Thoughts on being a body


So this is a big topic for me, HUGE really, and I'm not going to fully delve into tonight. But I've started re-reading a book I hold dear, Reclaiming the Body in Christian Spirituality by Thomas Ryan. Essential it talks about the role of the body in Christian spiritual life and what it means to be an embodied being. When I first read this book it was a total paradigm shift and also a total breath of fresh air. I want to share a passage from the introduction, which is actually a quote from another book, Honouring the Body by Stephanie Paulsell:

What is this body we wish to honor? There seem to be as many descriptions of the body as there are people to describe it. The body is a friend or a traitor. A gift or a task. Something precious knit together by God's own hands or the prison house of the soul, which, according to Plato, is trapped in the body like an oyster in a shell. Most descriptions of the body tend to fall into one or two camps: some suggest that the essence of who we are is merely encased, temporarily, in a body. In other words, a body is something we have. Others suggest that what is essential about human being cannot be separated from bodies. In other words, we are our bodies in a very fundamental way......Such is the mystery of the body. Sometimes we know that we are our bodies, that our capacity for life and death makes us who we are. At other times we feel that we simply inhabit a vessel that is inadequate to contain all that we are.
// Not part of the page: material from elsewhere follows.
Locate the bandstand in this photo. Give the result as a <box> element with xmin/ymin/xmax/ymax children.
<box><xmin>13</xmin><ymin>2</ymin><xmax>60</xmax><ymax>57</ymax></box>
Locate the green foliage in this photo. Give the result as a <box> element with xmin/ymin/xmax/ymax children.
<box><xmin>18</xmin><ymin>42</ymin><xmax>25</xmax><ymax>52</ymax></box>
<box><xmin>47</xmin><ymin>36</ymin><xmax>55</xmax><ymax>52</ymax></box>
So what is it? Am I a body? Or trapped in a body? In either case, what does it mean if I ignore my body's needs, abuse it, starve it, try to whip it into shape? What am I really doing? Or what am I attempting to control?
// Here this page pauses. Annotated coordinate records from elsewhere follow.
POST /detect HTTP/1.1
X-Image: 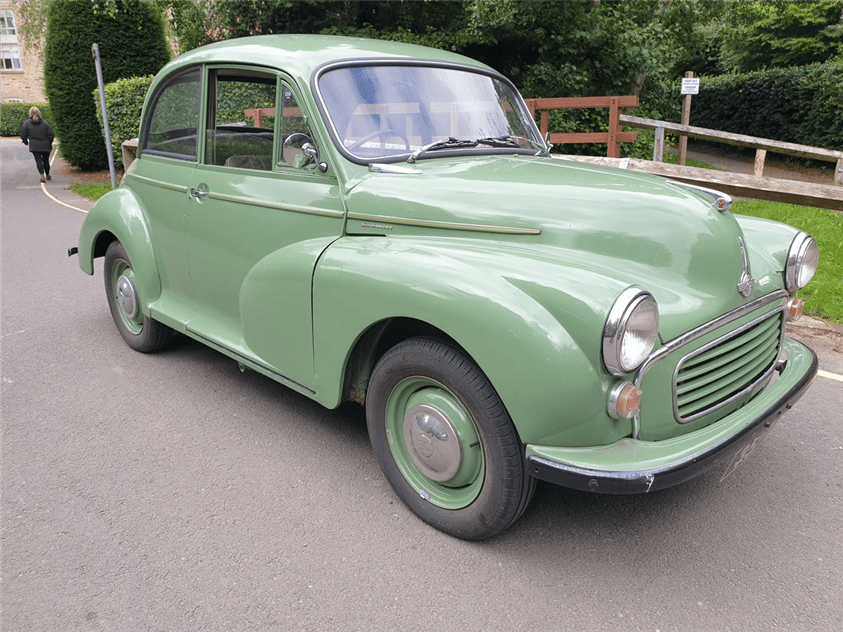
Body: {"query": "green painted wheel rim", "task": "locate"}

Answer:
[385,376,486,509]
[111,260,143,335]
I love this book too because it really delves into the idea that GOD MADE US TO BE EMBODIED. In fact, the thing that distinguishes Christianity from other religions is the idea that God became EMBODIED and came down to earth and dwelt among us. Our entire faith is built upon the bodily life, death and resurrection of Jesus Christ. Whoa. So what does that tell me about the importance of bodies to God? And more specifically, what does it imply for the way I should be treating and caring for MY body?

Right now I mainly just have a lot of questions, and not a lot of answers. But I'm asking new things. And I'm certainly re-examining the way that I think about, live in, and treat MY body.